Je souffle. Mon cœur bat encore trop vite, comme si le simple fait de repenser à lui réveillait tout ce que j’essaye d’enfouir depuis des années.

— Et je lui ai interdit de le faire. Il… il m’a dit que je comptais toujours pour lui. Et il m’a embrassé le front.

Le dire à voix haute me fait quelque chose. Comme si les mots eux-mêmes avaient un goût trop fort, trop chargé de souvenirs.

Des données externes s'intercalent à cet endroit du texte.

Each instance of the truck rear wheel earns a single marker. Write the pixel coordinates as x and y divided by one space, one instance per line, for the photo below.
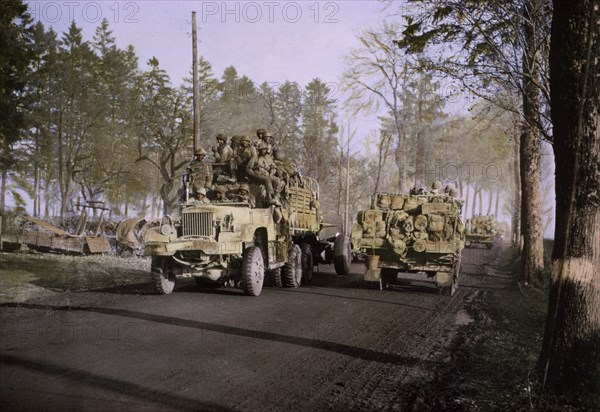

Irina m’observe sans rien dire pendant quelques secondes, puis :

— Tu vas te remettre avec lui ?

Je secoue la tête.

— Non. Je suis avec Rafael. Et on est bien ensemble. C’est un mec bien… il est doux,

stable, présent. Et je l’aime. Mattéo… Mattéo, c’est autre chose. C’est… le chaos. C’est quelqu’un qui me bouleverse trop, tout le temps, et qui disparaît dès que ça devient sérieux. Même si je ressens encore quelque chose pour lui, je ne peux pas foutre en l’air une relation qui me rend vraiment heureuse juste parce que Mattéo revient quand tout brûle autour de moi. Il repartira. Je le sais. Je le connais.

Irina sourit doucement, un sourire de sœur, de soutien, de certitude. Puis elle m’attire contre elle. Son étreinte me fait du bien : elle me ramène à moi, à ce que je suis maintenant, pas à celle que j’étais avec lui.

On reste enlacées quelques secondes. Juste le temps de retrouver un souffle un peu plus calme.

— Allez, dit-elle en passant son bras autour de mes épaules. On y retourne.

Je hoche la tête.

Et ensemble, on se redirige vers le tribunal, là où tout va se jouer. Là où les battements de mon cœur doivent laisser place à la vérité.